I’m four years old. Or five. Or seven. Or ten. One of those years where you’re small enough to be treated as a pet, a dog, but still perceptive enough for it to hurt.
We’re at church. Not church as in a cute building with a steeple, but a very small affair, a collection of families congregating in the gymnasium of a local high school. I can now remember that room with both a vagueness and specificity - the synthetic feel of the fabric flags me and the children played with during worship. The long, indeterminate flow of time as the worship raged on with the spirit, the preaching, and of course the prayer. Windows that seemed to stretch from the floor to a high vaulted ceiling. plastic tables you had to kick the metal bones of to collapse, chairs to folded and put away.
It was in one of those liminal times, as the families were dispersing and the goodbye conversations similarly stretched on forever, that I gathered up a little bit of courage within me to approach the pastor. In those days, I was an avid Bible-reader, aiming to get through all of Chronicles and Kings, and I needed to get something off my chest.
“So, um, there’s all these parts of the Bible where God says that he’ll punish the kids for stuff that their parents did… why is that?”
The pastor, a Texan with longer, flowy hair, held me by the shoulder. “You know, Paul. That’s a great question. Why does God do that?”
After a pause, he looks beyond me and smiles. Turning back, I see my father approaching, apparently curious about where I had ambled off to.
“You know, Mark,” said the pastor, “your son’s really got some great questions.”

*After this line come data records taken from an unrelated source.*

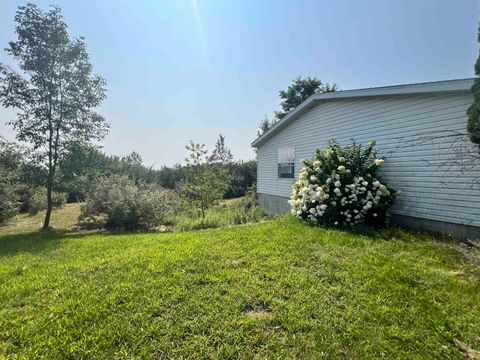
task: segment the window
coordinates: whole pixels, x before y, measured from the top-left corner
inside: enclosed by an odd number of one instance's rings
[[[278,178],[295,177],[295,148],[285,146],[278,149]]]

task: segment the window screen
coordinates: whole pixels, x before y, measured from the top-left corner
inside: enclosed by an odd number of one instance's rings
[[[295,177],[295,148],[293,146],[278,149],[278,177]]]

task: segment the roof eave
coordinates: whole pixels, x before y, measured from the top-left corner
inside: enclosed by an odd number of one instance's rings
[[[429,83],[417,83],[409,85],[397,85],[387,87],[377,87],[369,89],[355,89],[344,90],[322,94],[314,94],[308,97],[304,102],[298,105],[295,109],[290,111],[283,119],[278,121],[274,126],[268,129],[260,137],[255,139],[252,147],[257,147],[275,131],[283,127],[288,121],[292,120],[297,115],[307,111],[314,103],[323,100],[357,98],[357,97],[371,97],[371,96],[392,96],[392,95],[413,95],[413,94],[432,94],[432,93],[452,93],[469,91],[473,84],[474,78],[436,81]]]

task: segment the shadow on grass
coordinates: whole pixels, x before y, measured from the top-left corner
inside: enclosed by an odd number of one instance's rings
[[[37,230],[0,235],[0,257],[20,252],[41,253],[54,250],[63,240],[81,240],[88,236],[128,236],[141,234],[165,234],[154,230],[127,231],[124,229],[101,230]]]
[[[19,252],[41,253],[55,249],[60,240],[81,239],[92,233],[67,230],[33,231],[0,236],[0,257]]]

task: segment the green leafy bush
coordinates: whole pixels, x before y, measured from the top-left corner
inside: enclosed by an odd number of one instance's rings
[[[67,202],[67,194],[53,191],[52,192],[52,204],[54,208],[60,208]]]
[[[167,221],[176,204],[178,198],[173,191],[112,175],[97,180],[81,209],[80,220],[103,217],[108,228],[152,229]]]
[[[30,215],[36,215],[40,211],[47,208],[47,192],[45,189],[36,189],[30,194],[28,201],[28,213]],[[54,208],[59,208],[65,205],[67,202],[67,195],[64,193],[52,192],[52,205]]]
[[[6,223],[17,214],[18,198],[14,188],[7,181],[0,179],[0,224]]]
[[[258,198],[257,198],[257,185],[253,184],[252,187],[248,188],[245,196],[243,197],[243,208],[245,211],[254,209],[258,207]]]
[[[383,162],[374,142],[363,150],[355,142],[330,141],[326,150],[317,149],[314,160],[303,161],[289,200],[292,213],[325,225],[384,225],[396,192],[378,175]]]
[[[30,206],[30,200],[38,188],[30,186],[28,184],[17,184],[15,186],[15,193],[19,202],[19,211],[22,213],[28,212]],[[46,204],[45,204],[46,206]]]
[[[47,195],[44,190],[34,191],[28,199],[28,213],[33,216],[47,208]]]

The two men exchanged pleasantries, and discussed how great it was to have a child who asked questions, how important it is to build the faith. An unease grows within my body, starting from my shoulders and chest and working its way down into my stomach and legs. Was this question never to be answered? Would God punish me for the sins of my father and mother, my grandmother and grandfather? And worse still - was it happening already? Just about to happen?
One final dreadful note hit me as we left that sun-filled room and entered again into the van back home, seatbelts buckled in. That there was no opting out of this covenant with this punishing God, the God who demands and punishes and thinks itself entitles to eternal devotion. God was everywhere watching, criticizing, seeing, keeping check. And there was no leaving Him.